3. The United Kingdom system of devolution is unusual for various reasons. One is that it is very lop-sided, offering very extensive autonomy to the Scottish Parliament and Scottish Government, and the two other devolved territories, without any dedicated restructuring of the government of the central state through associational rule. Also, the Scotland Act 1998 allows powers to be shared without, in general, giving the UK institutions an expressly superior role in any particular area of competence. There is, for example, no provision in the Scotland Act similar to a supremacy clause (such as the supremacy of federal law over Länder law in Germany – Basic Law, Article 31), a paramountcy clause (such as the Constitution of India, Art. 254), or a judicially recognised principle of pre-emption – recognising the authority of the central authorities to supersede or pre-empt sub-state action, as in the U.S.A., where state laws which conflict with federal law are “without effect”. There a crucial test is the purpose of Congress. The power of Congress to supercede the States even applies “in a field which the States have traditionally occupied”, provided that supercession is “the clear and manifest purpose of Congress”. It is also the case that the U.S. Supreme Court, through the 14th amendment, effectively ‘nationalised’ the Bill of Rights, applying it to the States in a way that supersedes rival claims to legislate in the area of civil rights, and imposing uniformity in the application of fundamental civil rights.
The idea of federal supremacy or paramountcy works in a similar way to pre-emption. As International IDEA observes:
“If supremacy rests with the national or federal level (e.g. as in Germany and India), then the area of concurrent legislative authority is essentially that which the federal legislature chooses, by non-intervention, to leave to the states; at any time, the federal level can intervene to impose its will over concurrent matters.”
Such an area would include fundamental rights and concepts such as equality. Also relevant to this debate are the conditions imposed in Germany upon the Länder to comply with the constitution’s fundamental principles, including republicanism and democracy (Art 28(1)). This ‘homogeneity clause’ imposes a set of conditions upon Länder powers that “significantly limits subnational constitutional autonomy.” (Palermo and Kössler, 135)
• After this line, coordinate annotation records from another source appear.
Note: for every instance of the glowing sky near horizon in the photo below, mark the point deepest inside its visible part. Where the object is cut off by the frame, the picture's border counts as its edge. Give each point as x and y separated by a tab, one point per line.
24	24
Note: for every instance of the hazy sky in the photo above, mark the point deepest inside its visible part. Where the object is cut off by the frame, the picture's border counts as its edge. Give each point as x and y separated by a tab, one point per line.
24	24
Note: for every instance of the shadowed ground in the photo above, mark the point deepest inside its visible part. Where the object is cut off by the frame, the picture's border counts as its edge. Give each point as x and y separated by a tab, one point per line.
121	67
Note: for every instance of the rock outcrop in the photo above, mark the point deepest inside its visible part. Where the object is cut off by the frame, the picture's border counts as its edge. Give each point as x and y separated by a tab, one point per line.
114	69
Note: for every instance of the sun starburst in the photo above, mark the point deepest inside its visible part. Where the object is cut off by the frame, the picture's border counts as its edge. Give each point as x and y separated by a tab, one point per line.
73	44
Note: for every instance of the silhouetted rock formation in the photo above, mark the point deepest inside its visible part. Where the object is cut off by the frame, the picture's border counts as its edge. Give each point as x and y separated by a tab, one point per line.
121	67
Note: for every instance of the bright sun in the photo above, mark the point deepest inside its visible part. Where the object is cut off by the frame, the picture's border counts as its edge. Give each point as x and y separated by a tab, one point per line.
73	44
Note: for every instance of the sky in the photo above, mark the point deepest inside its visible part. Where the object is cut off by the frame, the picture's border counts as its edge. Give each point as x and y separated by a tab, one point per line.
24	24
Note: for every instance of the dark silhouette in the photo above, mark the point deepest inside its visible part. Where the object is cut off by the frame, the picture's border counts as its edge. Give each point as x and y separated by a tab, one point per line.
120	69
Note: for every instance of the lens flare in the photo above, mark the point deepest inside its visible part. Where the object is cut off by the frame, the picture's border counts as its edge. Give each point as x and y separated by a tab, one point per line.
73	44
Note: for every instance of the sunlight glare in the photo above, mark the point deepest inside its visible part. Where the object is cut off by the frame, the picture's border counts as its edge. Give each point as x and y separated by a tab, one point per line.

In light of these comparative examples it is not at all unusual that the Equality Act in the UK should have protected status, nor that it should be read to supersede and hence pre-empt any attempt to modify its application in part of the UK. The fact that jurisprudence surrounding the Scotland Act 1998 has not so far generated such an approach is perhaps surprising. Arguably s.35 goes some way to filling this gap, but it is less satisfactory than a specific legislative provision or a clear statement by the courts.
Conclusions
To conclude, the UK Government is showing that it is now ready to police the boundaries of devolved competence more robustly, especially when it believes legislation is being used deliberately to veer into reserved matters. It is perhaps also now asserting a more homogeneous approach to fundamental human rights values, an assertion which is the hallmark of other federal systems. The current debate also exposes that the radical devolution of so many powers to sub-state institutions over the past two decades without serious thought being given for the potential impact of this process upon the maintenance of coherent state policy was perhaps ill-advised and requires correction.